Par Jonathan Cook

Dans un article très intéressant, le journaliste britannique basé à Nazareth, analyse la nouvelle stratégie de séduction de l’électorat palestinien mise en œuvre par Netanyahou pour gagner les prochaines élections législatives, et échapper à ses procès pour corruption.

« Après des années d’incitation à la haine contre les citoyens palestiniens d’Israël, Netanyaho se présente maintenant auprès d’eux comme ‘Abu Yair’ (le père de Yair, selon la manière dont les Palestiniens nomment les gens en fonction de leur paternité ou maternité) et se montre en train de siroter du café avec des anciens bédouins »

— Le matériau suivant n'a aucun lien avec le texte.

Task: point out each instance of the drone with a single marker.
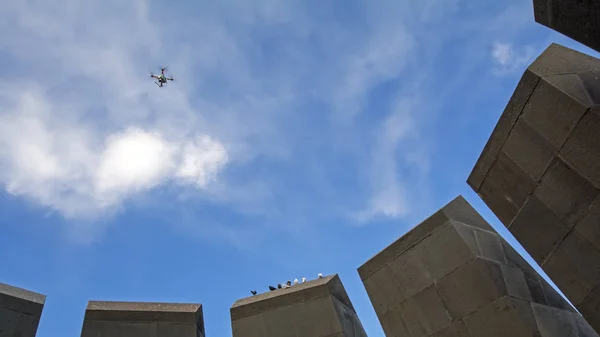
(161, 79)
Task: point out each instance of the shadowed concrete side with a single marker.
(20, 311)
(577, 19)
(318, 308)
(143, 319)
(454, 276)
(540, 172)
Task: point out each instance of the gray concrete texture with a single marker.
(142, 319)
(540, 172)
(317, 308)
(577, 19)
(454, 276)
(20, 311)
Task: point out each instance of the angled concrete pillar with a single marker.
(318, 308)
(454, 276)
(577, 19)
(142, 319)
(20, 311)
(540, 172)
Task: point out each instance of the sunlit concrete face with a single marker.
(540, 172)
(579, 20)
(318, 308)
(20, 311)
(454, 276)
(142, 319)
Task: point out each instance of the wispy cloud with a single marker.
(266, 94)
(508, 58)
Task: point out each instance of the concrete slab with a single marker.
(317, 308)
(540, 171)
(20, 311)
(579, 20)
(461, 280)
(144, 319)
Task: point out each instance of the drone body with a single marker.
(161, 79)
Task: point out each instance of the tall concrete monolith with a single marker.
(318, 308)
(454, 276)
(20, 311)
(540, 172)
(142, 319)
(577, 19)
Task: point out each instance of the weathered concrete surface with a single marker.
(577, 19)
(454, 276)
(142, 319)
(540, 172)
(318, 308)
(20, 311)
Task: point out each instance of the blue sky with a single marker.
(299, 137)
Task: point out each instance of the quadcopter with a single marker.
(161, 79)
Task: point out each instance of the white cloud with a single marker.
(507, 58)
(83, 129)
(61, 167)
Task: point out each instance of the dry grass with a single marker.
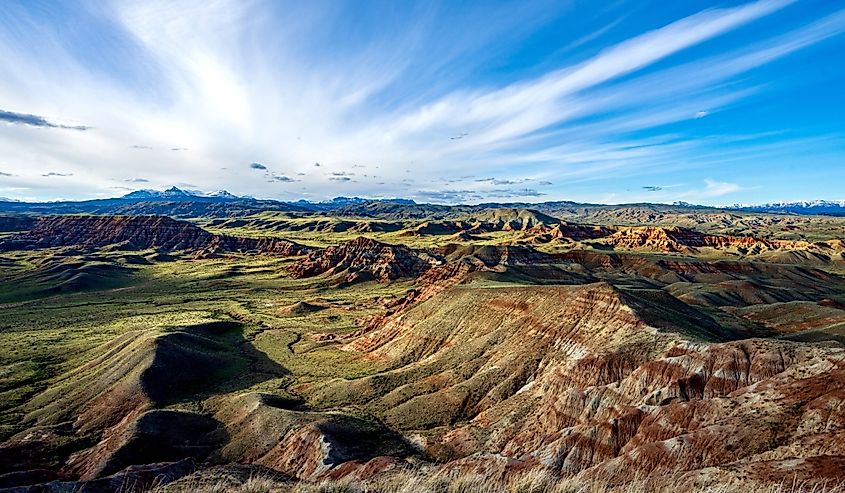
(529, 482)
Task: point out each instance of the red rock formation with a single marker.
(364, 259)
(677, 239)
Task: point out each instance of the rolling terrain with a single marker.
(644, 346)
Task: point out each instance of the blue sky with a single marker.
(624, 101)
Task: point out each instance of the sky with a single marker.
(620, 101)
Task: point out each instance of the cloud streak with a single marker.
(13, 118)
(410, 97)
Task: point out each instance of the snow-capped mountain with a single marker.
(834, 207)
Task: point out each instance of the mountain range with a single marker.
(140, 202)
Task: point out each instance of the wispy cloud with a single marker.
(13, 118)
(418, 92)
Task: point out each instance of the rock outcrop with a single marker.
(677, 239)
(364, 259)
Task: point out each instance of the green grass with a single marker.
(45, 334)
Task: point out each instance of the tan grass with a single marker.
(529, 482)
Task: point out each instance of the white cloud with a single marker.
(215, 79)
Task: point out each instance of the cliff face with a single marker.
(364, 259)
(677, 239)
(8, 223)
(599, 382)
(139, 232)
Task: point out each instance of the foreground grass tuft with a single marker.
(529, 482)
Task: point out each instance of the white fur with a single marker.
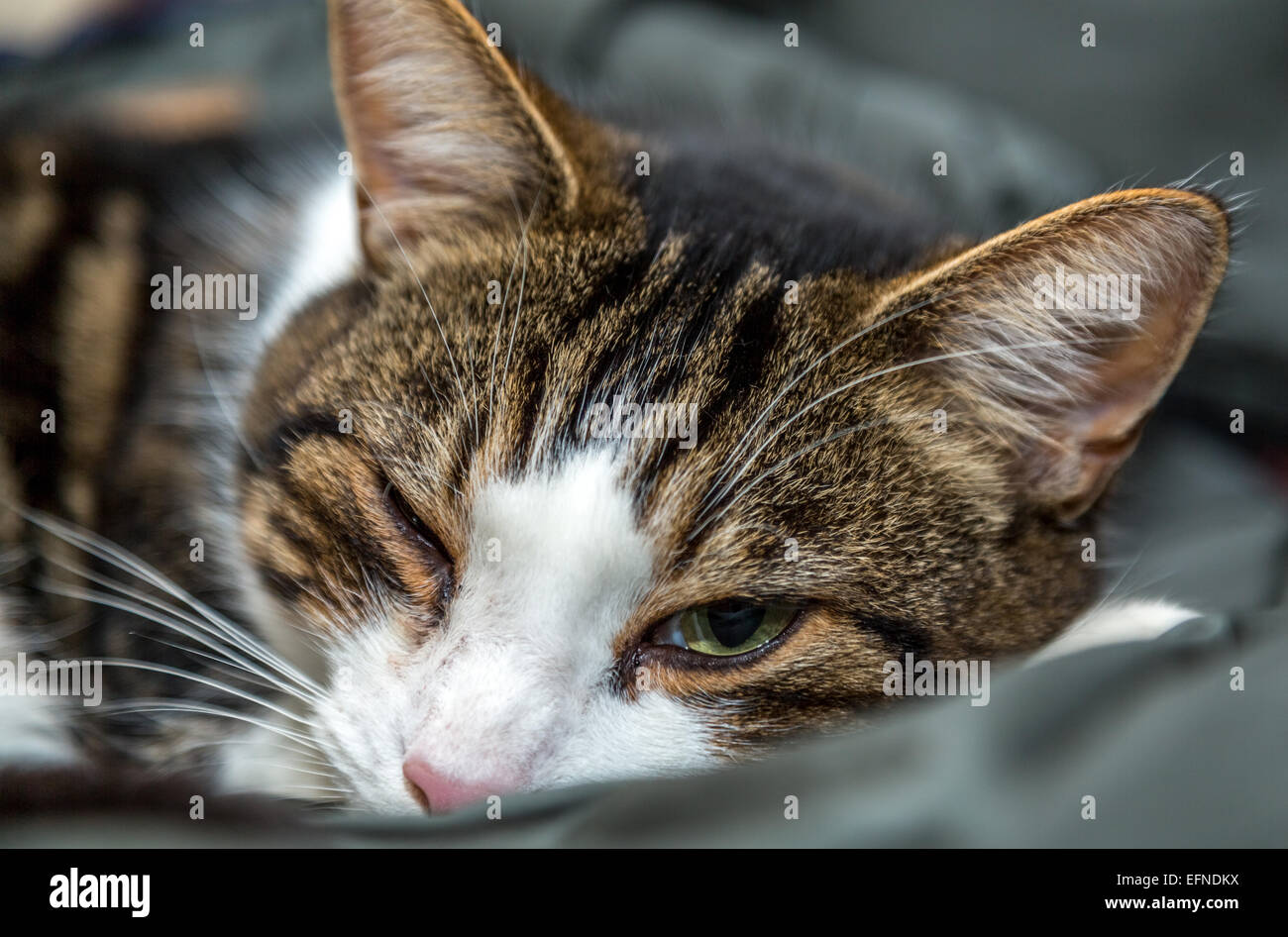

Lors de cette nouvelle élection israélienne, la quatrième en deux ans, le Premier ministre, se bat contre ses rivaux dans l’espoir de gagner une majorité parlementaire décisive pour obtenir une immunité qui lui éviterait de faire annuler son procès pour corruption, en cours.
 Après six années de campagnes au cours de lesquelles Netanyahou a caractérisé à plusieurs reprises les votes de la grande minorité palestinienne du pays comme une menace pour la démocratie juive, et accusé ses rivaux politiques d’être des « amants des arabes » – il semble avoir eu une conversion digne de saint Paul sur la route de Damas.

Réinventé comme Abu Yair

Au cours de cette nouvelle campagne électorale, Netanyahou a été si désireux de gagner des voix sur les 1,8 million de citoyens palestiniens du pays qu’il a placé des panneaux d’affichage dans leurs villes en se réinventant en « Abu Yair » – Père de Yair . 
Et il a rendu plus de visites au cours des trois derniers mois aux communautés palestiniennes très négligées d’Israël qu’il ne l’a fait dans le reste de sa longue carrière politique.  Ses comptes sur les réseaux sociaux claironnent également sa nouvelle politique de bon voisinage. Des vidéos de TikTok le montrent souriant alors qu’il est assis les jambes croisées sur des tapis à l’intérieur d’une tente du désert prenant un café avec des aînés bédouins.  
Il a également suggéré qu’il pourrait nommer dans son gouvernement le premier musulman sur la liste des candidats du Likoud, bien que Nail Zoabi ne soit pas un jeton réaliste pour gagner un siège au parlement. 
Les alliés de Netanyahou soutiennent que l’offensive de charme fonctionne, et que son parti Likoud pourrait prendre un siège ou deux auprès des électeurs palestiniens, ce qui en fait potentiellement la clé de sa victoire à l’élection.  
C’est le relooking politique le plus improbable jamais vu en Israël.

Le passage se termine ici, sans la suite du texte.